When I run learn.fit_one_cycle, it tells me that the final validation loss is 0.19. But when I try to reproduce this by calling learn.get_preds() and CrossEntropyLossFlat(), it gives a different result! (1.55)

Why is this happening? What should I do to reproduce that 0.19 number?

Here is a colab notebook demonstrating this issue: Google Colaboratory

1 Like

Hi @vdefont,

I played around with your notebook for a bit and realized the problem. CrossEntropyLossFlat expects raw logits, but preds had already been passed through a softmax activation. I’ve edited your notebook to show you what I mean.

Here’s what I wrote in the notebook in case it gets changed later:

1 Like

The logit word confusing me. I thought it was the result of a sigmoid.

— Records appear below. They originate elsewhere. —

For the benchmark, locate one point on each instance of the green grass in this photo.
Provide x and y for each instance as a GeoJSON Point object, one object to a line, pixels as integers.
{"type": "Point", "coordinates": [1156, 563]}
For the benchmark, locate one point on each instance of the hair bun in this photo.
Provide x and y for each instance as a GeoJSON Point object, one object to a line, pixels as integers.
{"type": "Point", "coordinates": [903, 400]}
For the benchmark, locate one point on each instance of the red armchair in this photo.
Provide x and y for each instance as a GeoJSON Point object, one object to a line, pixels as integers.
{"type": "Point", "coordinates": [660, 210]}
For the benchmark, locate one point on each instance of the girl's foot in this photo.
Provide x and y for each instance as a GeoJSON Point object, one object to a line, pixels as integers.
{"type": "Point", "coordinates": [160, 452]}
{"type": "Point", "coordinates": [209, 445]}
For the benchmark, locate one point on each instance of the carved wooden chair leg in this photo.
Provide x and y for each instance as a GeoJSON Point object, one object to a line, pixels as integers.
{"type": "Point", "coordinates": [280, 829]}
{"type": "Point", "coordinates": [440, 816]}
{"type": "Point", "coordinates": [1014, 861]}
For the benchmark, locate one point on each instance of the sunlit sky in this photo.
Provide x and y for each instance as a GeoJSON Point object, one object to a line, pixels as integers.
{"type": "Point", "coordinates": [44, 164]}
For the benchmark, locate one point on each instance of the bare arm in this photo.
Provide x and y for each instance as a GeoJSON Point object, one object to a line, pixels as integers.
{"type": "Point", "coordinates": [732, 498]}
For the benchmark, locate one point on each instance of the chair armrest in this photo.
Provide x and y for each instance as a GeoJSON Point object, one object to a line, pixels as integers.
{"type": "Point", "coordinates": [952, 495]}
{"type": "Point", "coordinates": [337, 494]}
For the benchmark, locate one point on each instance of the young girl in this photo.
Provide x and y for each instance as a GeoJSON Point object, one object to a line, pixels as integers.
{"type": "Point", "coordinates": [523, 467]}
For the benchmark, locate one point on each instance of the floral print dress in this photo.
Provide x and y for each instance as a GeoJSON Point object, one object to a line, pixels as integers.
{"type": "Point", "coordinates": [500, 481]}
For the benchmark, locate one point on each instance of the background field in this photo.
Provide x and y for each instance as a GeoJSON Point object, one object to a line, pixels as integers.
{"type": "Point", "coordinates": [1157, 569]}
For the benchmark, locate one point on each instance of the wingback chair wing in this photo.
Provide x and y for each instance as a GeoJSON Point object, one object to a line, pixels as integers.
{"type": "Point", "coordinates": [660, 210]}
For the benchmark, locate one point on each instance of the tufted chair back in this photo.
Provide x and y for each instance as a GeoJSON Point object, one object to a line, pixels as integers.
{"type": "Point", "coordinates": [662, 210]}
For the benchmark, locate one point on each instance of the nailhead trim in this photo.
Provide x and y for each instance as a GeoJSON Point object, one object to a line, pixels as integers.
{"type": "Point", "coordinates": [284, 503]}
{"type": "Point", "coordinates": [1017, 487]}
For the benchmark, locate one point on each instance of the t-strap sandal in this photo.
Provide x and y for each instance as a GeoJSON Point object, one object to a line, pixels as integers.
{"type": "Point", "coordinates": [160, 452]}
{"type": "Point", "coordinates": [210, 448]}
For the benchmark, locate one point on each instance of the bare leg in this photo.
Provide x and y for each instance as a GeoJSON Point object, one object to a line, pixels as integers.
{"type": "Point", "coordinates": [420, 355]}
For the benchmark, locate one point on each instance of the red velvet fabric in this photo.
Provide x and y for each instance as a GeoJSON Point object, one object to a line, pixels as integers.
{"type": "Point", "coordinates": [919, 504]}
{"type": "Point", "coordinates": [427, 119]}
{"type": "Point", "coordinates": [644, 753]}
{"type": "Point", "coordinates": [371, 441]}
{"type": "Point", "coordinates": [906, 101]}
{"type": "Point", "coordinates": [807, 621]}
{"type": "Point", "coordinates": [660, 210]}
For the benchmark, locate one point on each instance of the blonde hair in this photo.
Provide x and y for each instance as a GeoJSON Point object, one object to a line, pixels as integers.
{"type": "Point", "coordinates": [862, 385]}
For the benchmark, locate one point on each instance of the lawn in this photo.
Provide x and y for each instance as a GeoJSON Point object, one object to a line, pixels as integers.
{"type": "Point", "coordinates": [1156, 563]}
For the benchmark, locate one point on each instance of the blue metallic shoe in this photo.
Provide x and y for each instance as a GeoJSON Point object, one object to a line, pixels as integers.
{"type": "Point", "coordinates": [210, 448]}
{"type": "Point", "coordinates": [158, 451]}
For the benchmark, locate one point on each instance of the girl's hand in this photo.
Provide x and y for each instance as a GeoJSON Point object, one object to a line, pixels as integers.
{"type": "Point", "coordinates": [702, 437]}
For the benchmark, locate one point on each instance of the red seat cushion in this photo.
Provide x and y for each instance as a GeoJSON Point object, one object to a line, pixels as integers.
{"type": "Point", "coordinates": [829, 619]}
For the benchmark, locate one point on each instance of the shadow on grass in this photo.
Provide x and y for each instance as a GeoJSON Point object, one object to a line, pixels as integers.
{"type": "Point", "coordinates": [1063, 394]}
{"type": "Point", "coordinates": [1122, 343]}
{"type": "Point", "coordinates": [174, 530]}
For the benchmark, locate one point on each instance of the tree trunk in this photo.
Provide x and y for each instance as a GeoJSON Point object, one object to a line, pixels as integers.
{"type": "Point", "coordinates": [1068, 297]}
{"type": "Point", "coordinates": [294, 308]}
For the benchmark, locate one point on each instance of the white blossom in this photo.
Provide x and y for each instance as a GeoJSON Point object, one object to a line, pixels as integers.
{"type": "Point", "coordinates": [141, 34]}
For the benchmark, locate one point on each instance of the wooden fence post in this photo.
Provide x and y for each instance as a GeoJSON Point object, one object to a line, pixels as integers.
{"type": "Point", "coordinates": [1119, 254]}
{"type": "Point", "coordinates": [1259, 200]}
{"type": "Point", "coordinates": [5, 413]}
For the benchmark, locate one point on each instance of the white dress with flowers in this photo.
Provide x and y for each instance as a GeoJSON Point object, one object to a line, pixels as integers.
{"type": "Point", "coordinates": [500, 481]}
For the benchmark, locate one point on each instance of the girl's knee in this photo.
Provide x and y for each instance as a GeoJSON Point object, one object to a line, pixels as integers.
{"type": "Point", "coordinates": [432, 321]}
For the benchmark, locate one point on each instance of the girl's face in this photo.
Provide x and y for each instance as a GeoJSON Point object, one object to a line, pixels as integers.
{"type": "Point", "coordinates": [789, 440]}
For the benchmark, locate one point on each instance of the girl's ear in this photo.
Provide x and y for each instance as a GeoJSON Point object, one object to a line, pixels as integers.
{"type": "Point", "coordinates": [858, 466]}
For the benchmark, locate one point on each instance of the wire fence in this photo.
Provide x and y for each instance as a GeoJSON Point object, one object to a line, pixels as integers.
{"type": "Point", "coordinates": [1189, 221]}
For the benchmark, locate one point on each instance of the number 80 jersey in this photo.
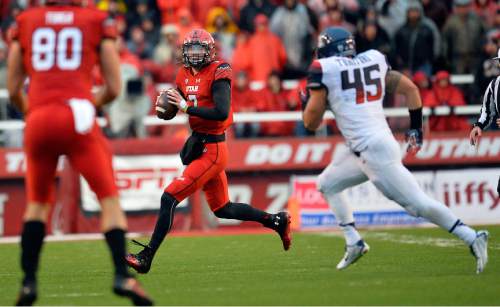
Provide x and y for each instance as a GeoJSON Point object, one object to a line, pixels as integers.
{"type": "Point", "coordinates": [356, 89]}
{"type": "Point", "coordinates": [60, 46]}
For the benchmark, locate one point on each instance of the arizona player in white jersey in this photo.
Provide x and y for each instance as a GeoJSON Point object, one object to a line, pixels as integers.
{"type": "Point", "coordinates": [353, 88]}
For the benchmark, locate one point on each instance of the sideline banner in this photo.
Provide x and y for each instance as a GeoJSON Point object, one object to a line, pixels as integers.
{"type": "Point", "coordinates": [315, 153]}
{"type": "Point", "coordinates": [470, 194]}
{"type": "Point", "coordinates": [140, 181]}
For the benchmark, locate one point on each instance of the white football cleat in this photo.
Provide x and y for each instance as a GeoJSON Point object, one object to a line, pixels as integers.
{"type": "Point", "coordinates": [479, 248]}
{"type": "Point", "coordinates": [353, 253]}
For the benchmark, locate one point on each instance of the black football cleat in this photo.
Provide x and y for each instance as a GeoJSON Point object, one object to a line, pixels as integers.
{"type": "Point", "coordinates": [27, 295]}
{"type": "Point", "coordinates": [129, 287]}
{"type": "Point", "coordinates": [141, 262]}
{"type": "Point", "coordinates": [281, 224]}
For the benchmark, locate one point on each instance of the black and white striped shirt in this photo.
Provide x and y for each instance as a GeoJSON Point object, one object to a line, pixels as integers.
{"type": "Point", "coordinates": [491, 104]}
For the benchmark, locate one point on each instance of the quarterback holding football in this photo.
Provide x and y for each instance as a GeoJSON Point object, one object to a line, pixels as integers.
{"type": "Point", "coordinates": [203, 92]}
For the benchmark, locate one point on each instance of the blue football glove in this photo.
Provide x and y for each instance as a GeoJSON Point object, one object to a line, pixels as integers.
{"type": "Point", "coordinates": [414, 138]}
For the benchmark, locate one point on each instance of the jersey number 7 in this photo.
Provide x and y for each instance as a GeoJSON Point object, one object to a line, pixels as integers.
{"type": "Point", "coordinates": [362, 94]}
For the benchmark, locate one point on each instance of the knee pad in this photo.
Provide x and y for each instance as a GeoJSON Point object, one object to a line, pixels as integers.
{"type": "Point", "coordinates": [321, 184]}
{"type": "Point", "coordinates": [226, 212]}
{"type": "Point", "coordinates": [167, 202]}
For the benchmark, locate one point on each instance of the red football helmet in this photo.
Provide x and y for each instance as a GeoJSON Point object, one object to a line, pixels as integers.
{"type": "Point", "coordinates": [198, 49]}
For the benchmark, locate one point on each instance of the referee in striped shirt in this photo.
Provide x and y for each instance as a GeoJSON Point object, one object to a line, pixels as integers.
{"type": "Point", "coordinates": [489, 111]}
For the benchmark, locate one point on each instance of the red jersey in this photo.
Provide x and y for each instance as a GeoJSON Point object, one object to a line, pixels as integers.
{"type": "Point", "coordinates": [197, 89]}
{"type": "Point", "coordinates": [60, 48]}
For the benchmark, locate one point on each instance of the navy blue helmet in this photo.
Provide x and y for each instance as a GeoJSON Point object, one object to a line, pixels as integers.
{"type": "Point", "coordinates": [336, 41]}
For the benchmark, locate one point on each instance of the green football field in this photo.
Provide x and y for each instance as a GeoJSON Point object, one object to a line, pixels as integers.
{"type": "Point", "coordinates": [404, 267]}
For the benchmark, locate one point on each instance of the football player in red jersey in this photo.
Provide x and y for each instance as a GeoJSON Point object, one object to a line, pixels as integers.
{"type": "Point", "coordinates": [204, 93]}
{"type": "Point", "coordinates": [57, 46]}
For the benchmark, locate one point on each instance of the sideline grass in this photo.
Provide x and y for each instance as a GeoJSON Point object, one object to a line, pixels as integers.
{"type": "Point", "coordinates": [404, 267]}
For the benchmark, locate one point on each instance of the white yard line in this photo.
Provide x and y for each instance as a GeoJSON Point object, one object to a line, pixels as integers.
{"type": "Point", "coordinates": [74, 294]}
{"type": "Point", "coordinates": [69, 237]}
{"type": "Point", "coordinates": [410, 239]}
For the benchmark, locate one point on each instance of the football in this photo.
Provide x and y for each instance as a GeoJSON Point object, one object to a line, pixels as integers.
{"type": "Point", "coordinates": [164, 109]}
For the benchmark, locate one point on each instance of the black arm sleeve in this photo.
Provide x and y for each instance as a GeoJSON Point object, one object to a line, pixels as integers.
{"type": "Point", "coordinates": [221, 94]}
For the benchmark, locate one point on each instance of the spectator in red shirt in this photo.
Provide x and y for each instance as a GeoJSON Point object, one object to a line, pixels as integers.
{"type": "Point", "coordinates": [241, 53]}
{"type": "Point", "coordinates": [170, 9]}
{"type": "Point", "coordinates": [266, 51]}
{"type": "Point", "coordinates": [275, 99]}
{"type": "Point", "coordinates": [426, 92]}
{"type": "Point", "coordinates": [445, 94]}
{"type": "Point", "coordinates": [243, 100]}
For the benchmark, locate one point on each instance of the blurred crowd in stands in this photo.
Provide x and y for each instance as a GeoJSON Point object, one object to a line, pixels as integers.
{"type": "Point", "coordinates": [269, 41]}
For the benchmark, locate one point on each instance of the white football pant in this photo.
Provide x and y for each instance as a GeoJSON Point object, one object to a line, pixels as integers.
{"type": "Point", "coordinates": [380, 163]}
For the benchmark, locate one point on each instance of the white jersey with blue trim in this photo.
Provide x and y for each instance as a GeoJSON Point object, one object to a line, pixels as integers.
{"type": "Point", "coordinates": [356, 89]}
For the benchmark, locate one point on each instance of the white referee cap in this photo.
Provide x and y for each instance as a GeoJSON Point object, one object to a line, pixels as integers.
{"type": "Point", "coordinates": [498, 56]}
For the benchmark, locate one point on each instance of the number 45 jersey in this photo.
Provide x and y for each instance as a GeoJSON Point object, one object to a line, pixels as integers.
{"type": "Point", "coordinates": [356, 89]}
{"type": "Point", "coordinates": [60, 49]}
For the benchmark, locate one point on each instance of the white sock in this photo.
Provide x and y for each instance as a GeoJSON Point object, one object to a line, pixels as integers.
{"type": "Point", "coordinates": [464, 232]}
{"type": "Point", "coordinates": [351, 235]}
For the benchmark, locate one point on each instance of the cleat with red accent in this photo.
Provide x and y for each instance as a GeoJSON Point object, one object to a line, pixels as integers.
{"type": "Point", "coordinates": [281, 225]}
{"type": "Point", "coordinates": [141, 262]}
{"type": "Point", "coordinates": [129, 287]}
{"type": "Point", "coordinates": [27, 295]}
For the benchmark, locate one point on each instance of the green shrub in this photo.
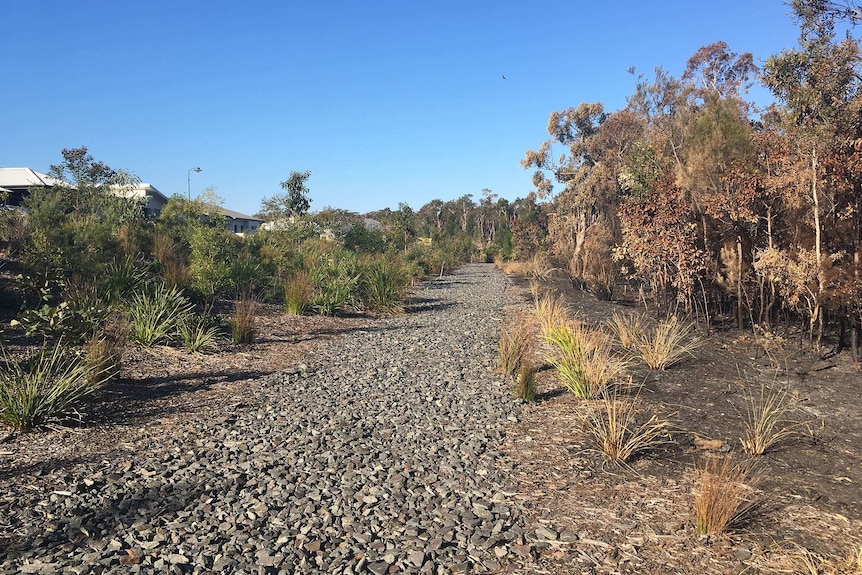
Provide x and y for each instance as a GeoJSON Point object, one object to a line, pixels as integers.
{"type": "Point", "coordinates": [75, 315]}
{"type": "Point", "coordinates": [47, 388]}
{"type": "Point", "coordinates": [122, 278]}
{"type": "Point", "coordinates": [155, 313]}
{"type": "Point", "coordinates": [197, 333]}
{"type": "Point", "coordinates": [213, 261]}
{"type": "Point", "coordinates": [525, 382]}
{"type": "Point", "coordinates": [336, 284]}
{"type": "Point", "coordinates": [383, 286]}
{"type": "Point", "coordinates": [584, 359]}
{"type": "Point", "coordinates": [297, 293]}
{"type": "Point", "coordinates": [668, 343]}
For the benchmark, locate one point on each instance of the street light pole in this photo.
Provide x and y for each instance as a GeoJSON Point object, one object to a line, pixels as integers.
{"type": "Point", "coordinates": [190, 180]}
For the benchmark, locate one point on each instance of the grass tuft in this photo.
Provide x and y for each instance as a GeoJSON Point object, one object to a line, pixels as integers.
{"type": "Point", "coordinates": [725, 495]}
{"type": "Point", "coordinates": [802, 561]}
{"type": "Point", "coordinates": [196, 333]}
{"type": "Point", "coordinates": [525, 382]}
{"type": "Point", "coordinates": [242, 326]}
{"type": "Point", "coordinates": [297, 293]}
{"type": "Point", "coordinates": [628, 328]}
{"type": "Point", "coordinates": [103, 352]}
{"type": "Point", "coordinates": [45, 389]}
{"type": "Point", "coordinates": [584, 359]}
{"type": "Point", "coordinates": [551, 311]}
{"type": "Point", "coordinates": [766, 422]}
{"type": "Point", "coordinates": [668, 343]}
{"type": "Point", "coordinates": [517, 343]}
{"type": "Point", "coordinates": [154, 314]}
{"type": "Point", "coordinates": [618, 428]}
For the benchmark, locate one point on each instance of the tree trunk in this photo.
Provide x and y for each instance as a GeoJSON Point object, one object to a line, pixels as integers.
{"type": "Point", "coordinates": [816, 319]}
{"type": "Point", "coordinates": [739, 321]}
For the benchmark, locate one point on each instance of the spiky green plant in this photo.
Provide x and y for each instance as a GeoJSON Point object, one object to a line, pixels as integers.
{"type": "Point", "coordinates": [336, 284]}
{"type": "Point", "coordinates": [46, 388]}
{"type": "Point", "coordinates": [525, 382]}
{"type": "Point", "coordinates": [517, 343]}
{"type": "Point", "coordinates": [242, 326]}
{"type": "Point", "coordinates": [196, 333]}
{"type": "Point", "coordinates": [584, 359]}
{"type": "Point", "coordinates": [383, 286]}
{"type": "Point", "coordinates": [154, 314]}
{"type": "Point", "coordinates": [297, 293]}
{"type": "Point", "coordinates": [551, 312]}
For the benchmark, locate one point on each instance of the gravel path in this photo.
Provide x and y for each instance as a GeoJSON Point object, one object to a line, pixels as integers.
{"type": "Point", "coordinates": [380, 460]}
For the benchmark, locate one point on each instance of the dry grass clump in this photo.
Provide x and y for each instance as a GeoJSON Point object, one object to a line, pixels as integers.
{"type": "Point", "coordinates": [297, 293]}
{"type": "Point", "coordinates": [668, 343]}
{"type": "Point", "coordinates": [584, 359]}
{"type": "Point", "coordinates": [628, 328]}
{"type": "Point", "coordinates": [103, 352]}
{"type": "Point", "coordinates": [551, 311]}
{"type": "Point", "coordinates": [242, 326]}
{"type": "Point", "coordinates": [725, 494]}
{"type": "Point", "coordinates": [536, 267]}
{"type": "Point", "coordinates": [766, 421]}
{"type": "Point", "coordinates": [802, 561]}
{"type": "Point", "coordinates": [525, 382]}
{"type": "Point", "coordinates": [619, 428]}
{"type": "Point", "coordinates": [517, 344]}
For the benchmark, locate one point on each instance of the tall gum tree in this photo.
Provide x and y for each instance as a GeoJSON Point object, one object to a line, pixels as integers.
{"type": "Point", "coordinates": [819, 87]}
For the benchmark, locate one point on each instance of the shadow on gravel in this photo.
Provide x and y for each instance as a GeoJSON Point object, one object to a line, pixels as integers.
{"type": "Point", "coordinates": [133, 400]}
{"type": "Point", "coordinates": [322, 332]}
{"type": "Point", "coordinates": [84, 523]}
{"type": "Point", "coordinates": [420, 304]}
{"type": "Point", "coordinates": [439, 283]}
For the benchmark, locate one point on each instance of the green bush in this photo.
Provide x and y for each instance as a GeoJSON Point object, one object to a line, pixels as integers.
{"type": "Point", "coordinates": [155, 313]}
{"type": "Point", "coordinates": [47, 389]}
{"type": "Point", "coordinates": [197, 333]}
{"type": "Point", "coordinates": [122, 278]}
{"type": "Point", "coordinates": [383, 285]}
{"type": "Point", "coordinates": [335, 278]}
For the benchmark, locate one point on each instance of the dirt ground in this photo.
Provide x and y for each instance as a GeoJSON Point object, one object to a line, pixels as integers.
{"type": "Point", "coordinates": [608, 519]}
{"type": "Point", "coordinates": [641, 519]}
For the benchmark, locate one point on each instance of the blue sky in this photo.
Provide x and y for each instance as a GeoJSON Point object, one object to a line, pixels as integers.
{"type": "Point", "coordinates": [385, 101]}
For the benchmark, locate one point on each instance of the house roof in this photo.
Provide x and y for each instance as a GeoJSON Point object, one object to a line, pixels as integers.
{"type": "Point", "coordinates": [25, 177]}
{"type": "Point", "coordinates": [143, 190]}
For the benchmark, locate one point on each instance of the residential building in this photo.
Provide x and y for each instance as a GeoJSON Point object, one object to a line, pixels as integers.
{"type": "Point", "coordinates": [18, 181]}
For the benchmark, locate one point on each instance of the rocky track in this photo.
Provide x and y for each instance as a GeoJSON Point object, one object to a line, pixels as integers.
{"type": "Point", "coordinates": [380, 459]}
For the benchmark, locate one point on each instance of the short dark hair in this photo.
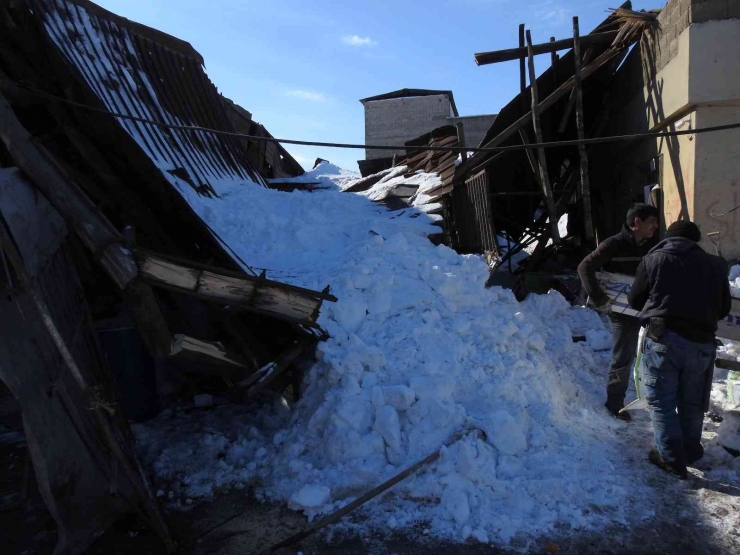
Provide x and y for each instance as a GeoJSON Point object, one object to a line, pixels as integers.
{"type": "Point", "coordinates": [642, 211]}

Yeah logits is a weird word, I’m not sure what it stands for/comes from. I’ve always understood it to mean the outputs of a neural net before you apply the final activation function (like softmax or sigmoid).

1 Like

yes this makes sense, I was confusing by the fact that BCEWithLogitsLoss makes the sigmoid before, so I thought the meaning of the name was “bce with sigmoid”. Now I understand that it simply means “BCE applied to logits”.
Thank you.

1 Like

Thanks so much!! This makes a ton of sense. I really love this forum, everyone is so helpful :grinning:

1 Like